Possiamo così immaginare come avrebbe reagito l’artista a contatto con la storia, la cultura e i colori dei panorami partenopei. In che modo avrebbe potuto ritrarre, con le sue pennellate dense e vibranti, la città? Ne avrebbe fatto una versione della notte stellata?
Secondo Grok, creatura senza censure dell’x.AI, la piattaforma di Elon Musk, sarebbe apparsa più o meno così.
Tuttavia l’utilizzo di queste nuove tecnologie ci impone domande etiche importanti: chi è il creatore dell’opera quando è stata generata da un algoritmo?
I legislatori sono tutti più o meno concordi nell’attribuire la paternità a colui che istruisce l’algoritmo. Tuttavia la maggior parte delle piattaforme sono concordi nel ritenere le immagini una loro proprietà, consentendone l’utilizzo commerciale solo previo abbonamento o l’acquisto di singoli crediti.
Se con gli smartphone e con i filtri (ormai messi a bando da instagram) ci siamo trasformati tutti in fotografi amatoriali, con l’AI potremmo invece diventare davvero artisti. Ma se la legislazione sembra abbastanza concorde nell’attribuire la paternità a chi crea e digita il cosiddetto prompt, la richiesta, un altro punto su cui riflettere riguarda il controllo dell’opera stessa: chi detiene il controllo su di un’opera d’arte, l’artista umano o il programmatore che ha creato l’IA?
Gli algoritmi generativi partono dall’elaborazione (o rielaborazione) di immagini reali che, manipolate a seconda della richiesta, dovrebbero fornire un risultato nuovo e originale. Ma come gestire il rischio (sempre più alto) di plagio quando l’opera è stata generata da un algoritmo?

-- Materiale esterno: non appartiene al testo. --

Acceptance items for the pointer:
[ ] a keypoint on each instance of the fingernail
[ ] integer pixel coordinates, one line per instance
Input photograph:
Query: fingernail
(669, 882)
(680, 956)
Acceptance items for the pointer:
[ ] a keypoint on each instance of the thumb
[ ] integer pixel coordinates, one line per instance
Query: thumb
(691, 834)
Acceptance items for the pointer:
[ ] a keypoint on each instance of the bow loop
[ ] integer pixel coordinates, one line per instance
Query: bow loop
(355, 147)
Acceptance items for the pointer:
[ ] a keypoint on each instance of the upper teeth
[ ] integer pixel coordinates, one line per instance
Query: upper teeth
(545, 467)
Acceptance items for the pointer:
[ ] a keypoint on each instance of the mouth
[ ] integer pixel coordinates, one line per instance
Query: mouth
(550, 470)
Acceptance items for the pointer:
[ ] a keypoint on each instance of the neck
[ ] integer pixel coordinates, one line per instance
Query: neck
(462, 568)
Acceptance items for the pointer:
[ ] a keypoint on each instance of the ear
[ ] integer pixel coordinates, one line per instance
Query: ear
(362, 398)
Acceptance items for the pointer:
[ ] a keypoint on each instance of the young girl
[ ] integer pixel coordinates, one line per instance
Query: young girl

L’esperienza di applicativi come ChatGPT ci insegna che le risposte testuali di questo algoritmo sono influenzate fortemente dalla quantità di dati rinvenuti all’interno della rete. Se l’algoritmo testuale può fornire risposte tendenzialmente discriminanti, come l’IA può evitare il potenziale bias discriminatorio nelle opere d’arte?
Ma sono già tante le storie di successo di applicativi come DALL-E di OpenAI. L’open source di intelligenza artificiale più diffuso, è stato, infatti, felicemente utilizzato per creare racconti, poesie e persino script teatrali con risultati sorprendenti: Ammaar Reshi, designer statunitense, ha pubblicato una storia illustrata per bambini, realizzata utilizzando Midjourney e ChatGpt, rispettivamente per le immagini e per i testi del volume. Ma anche l’Italia non è rimasta a guardare: anche il collettivo artistico Roy Ming ha pubblicato la prima storia per bambini in italiano scritta dall’AI, intitolata La volpe e il futuro.
E, guardando proprio al futuro, è possibile ipotizzare l’evoluzione e l’influenza che questo potente strumento avrà sul mondo e sul mercato dell’arte, immaginando una “collaborazione” fianco a fianco Uomo-Macchina come in un film di Steven Spielberg.
E mentre nuove sfide etiche, e pratiche, si profilano all’orizzonte, l’IA continua ad integrarsi anche in questo settore. Possiamo considerarla una nuova forma di espressione artistica? Uno strumento, al pari di un pennello su di una tela che impugnato da mani diverse può rivelare il nuovo Caravaggio del digitale, o finirà per sostituirci completamente?